Manolo me miró fijamente y sonrió. La ceremonia había terminado, y bajamos nuestros brazos. Aún había vino en las copas, y terminarlo fue cosa de segundos. Podríamos haber estado más borrachos.

– Paguemos -dijo Manolo-. En mi casa tengo más vino, y puedes quedarte a dormir, si quieres.

– Formidable.

Sonreíamos al pagar la cuenta. Sonreíamos también mientras nos tambaleábamos hasta la puerta del café. Creo que eran las once de la noche cuando salimos.

Creo que fue una caminata de borrachos. Orinamos una o dos veces en el trayecto, y me parece haber dicho «ningún peruano mea solo», y que a Manolo le hizo mucha gracia. Después de eso, ya estábamos en su cuarto. No encendimos la luz. Nos dejamos caer, él en una cama, y yo sobre un colchón que había en el suelo.

– Una botella para ti, y otra para este hombre -dijo Manolo.

– Gracias.

Abrir las botellas fue toda una odisea. Nuevamente fumábamos, bebíamos, y yo empecé a sentir sueño, pero no quería dormirme.

– La historia de la monja, Manolo -dije-. Debe ser muy graciosa.

– También un día me costó trabajo acordarme de eso. Es un recuerdo de cuando era chico; tenía diez años y estaba en un colegio de monjas. Había una que me traía loco. Un día me castigó y era para pegarse un tiro. Quise vengarme, y rompí un florero que estaba siempre sobre una mesa, en la clase, pero nunca falta un hijo de puta que viene a decirte que la madre lo guardaba como recuerdo de no sé quién. Me metieron el dedo; me dijeron que la monja había llorado, y me entró tal desesperación, que me trepé al techo del colegio. Te juro que quería arrojarme.

– ¿Y?

– Nada: era la hora de tomar el ómnibus para regresar a casa, y bajé corriendo para no perderlo. A esa edad lo único que uno sabe es que no se va a morir nunca.

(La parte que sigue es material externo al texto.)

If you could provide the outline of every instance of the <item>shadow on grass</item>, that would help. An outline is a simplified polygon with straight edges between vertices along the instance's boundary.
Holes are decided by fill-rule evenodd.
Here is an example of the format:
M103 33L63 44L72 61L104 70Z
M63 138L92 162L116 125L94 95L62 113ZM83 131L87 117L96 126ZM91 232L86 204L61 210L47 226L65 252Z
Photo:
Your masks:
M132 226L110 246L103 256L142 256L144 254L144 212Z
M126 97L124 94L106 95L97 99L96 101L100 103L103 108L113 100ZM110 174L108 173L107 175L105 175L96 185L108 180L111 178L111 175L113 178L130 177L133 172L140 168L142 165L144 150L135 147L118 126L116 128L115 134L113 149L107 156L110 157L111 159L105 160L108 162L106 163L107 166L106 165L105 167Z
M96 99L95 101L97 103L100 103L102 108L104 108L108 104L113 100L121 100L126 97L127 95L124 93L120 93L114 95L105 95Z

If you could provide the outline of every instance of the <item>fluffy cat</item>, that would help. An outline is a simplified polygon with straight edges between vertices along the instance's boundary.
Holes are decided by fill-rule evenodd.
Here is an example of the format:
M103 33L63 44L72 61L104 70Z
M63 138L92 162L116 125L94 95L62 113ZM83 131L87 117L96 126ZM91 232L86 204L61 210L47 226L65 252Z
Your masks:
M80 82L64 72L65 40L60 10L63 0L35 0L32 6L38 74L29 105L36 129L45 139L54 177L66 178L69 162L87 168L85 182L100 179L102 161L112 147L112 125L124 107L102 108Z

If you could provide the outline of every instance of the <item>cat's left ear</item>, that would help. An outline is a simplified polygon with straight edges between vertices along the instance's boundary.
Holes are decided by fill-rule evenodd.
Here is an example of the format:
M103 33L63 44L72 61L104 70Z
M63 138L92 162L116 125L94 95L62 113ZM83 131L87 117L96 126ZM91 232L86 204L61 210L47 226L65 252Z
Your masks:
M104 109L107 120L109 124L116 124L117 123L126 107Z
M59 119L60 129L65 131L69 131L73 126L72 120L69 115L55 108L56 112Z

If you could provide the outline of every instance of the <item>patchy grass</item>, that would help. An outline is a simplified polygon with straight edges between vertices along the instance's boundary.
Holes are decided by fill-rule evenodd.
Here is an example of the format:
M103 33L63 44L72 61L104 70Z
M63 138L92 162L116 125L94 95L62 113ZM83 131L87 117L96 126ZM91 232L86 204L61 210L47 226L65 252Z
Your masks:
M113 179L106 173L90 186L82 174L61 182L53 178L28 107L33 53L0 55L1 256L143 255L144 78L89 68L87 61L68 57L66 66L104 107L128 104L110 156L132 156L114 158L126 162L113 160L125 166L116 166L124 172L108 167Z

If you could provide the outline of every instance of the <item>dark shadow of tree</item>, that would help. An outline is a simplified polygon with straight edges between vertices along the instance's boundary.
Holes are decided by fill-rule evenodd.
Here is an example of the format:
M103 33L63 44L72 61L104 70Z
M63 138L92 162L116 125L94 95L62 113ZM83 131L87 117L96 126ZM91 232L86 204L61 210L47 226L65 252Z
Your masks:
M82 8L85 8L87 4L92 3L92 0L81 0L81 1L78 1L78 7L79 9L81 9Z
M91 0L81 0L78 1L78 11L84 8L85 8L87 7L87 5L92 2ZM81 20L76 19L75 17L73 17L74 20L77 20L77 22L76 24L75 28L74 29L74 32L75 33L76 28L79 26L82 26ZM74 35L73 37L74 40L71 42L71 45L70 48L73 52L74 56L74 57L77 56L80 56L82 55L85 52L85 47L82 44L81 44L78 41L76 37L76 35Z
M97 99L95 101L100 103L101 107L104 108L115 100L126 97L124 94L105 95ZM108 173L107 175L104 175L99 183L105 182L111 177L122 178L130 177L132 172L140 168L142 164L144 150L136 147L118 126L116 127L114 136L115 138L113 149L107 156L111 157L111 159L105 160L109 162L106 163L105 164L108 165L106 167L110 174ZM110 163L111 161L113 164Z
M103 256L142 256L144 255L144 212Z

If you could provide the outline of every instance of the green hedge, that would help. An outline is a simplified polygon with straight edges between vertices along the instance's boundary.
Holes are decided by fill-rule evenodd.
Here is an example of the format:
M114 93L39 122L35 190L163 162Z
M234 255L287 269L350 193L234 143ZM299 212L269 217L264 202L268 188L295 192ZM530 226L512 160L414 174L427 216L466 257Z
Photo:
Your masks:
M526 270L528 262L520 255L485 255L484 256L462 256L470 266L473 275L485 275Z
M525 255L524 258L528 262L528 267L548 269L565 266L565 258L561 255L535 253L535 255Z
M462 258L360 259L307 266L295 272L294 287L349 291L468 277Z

– Y que no debe perder el ómnibus -agregué, riéndome.

– ¡El ómnibus! -exclamó Manolo-. Espérate… Eso me recuerda… ¡Los indios! Los dos indios. ¡Espérate…! Lentamente… Desde el comienzo. Déjame pensar…

Sentía que el sueño me vencía. El sueño y el vino y los cigarrillos. Encendí otro cigarrillo, y empecé a llevar la cuenta de las pitadas para no dormirme.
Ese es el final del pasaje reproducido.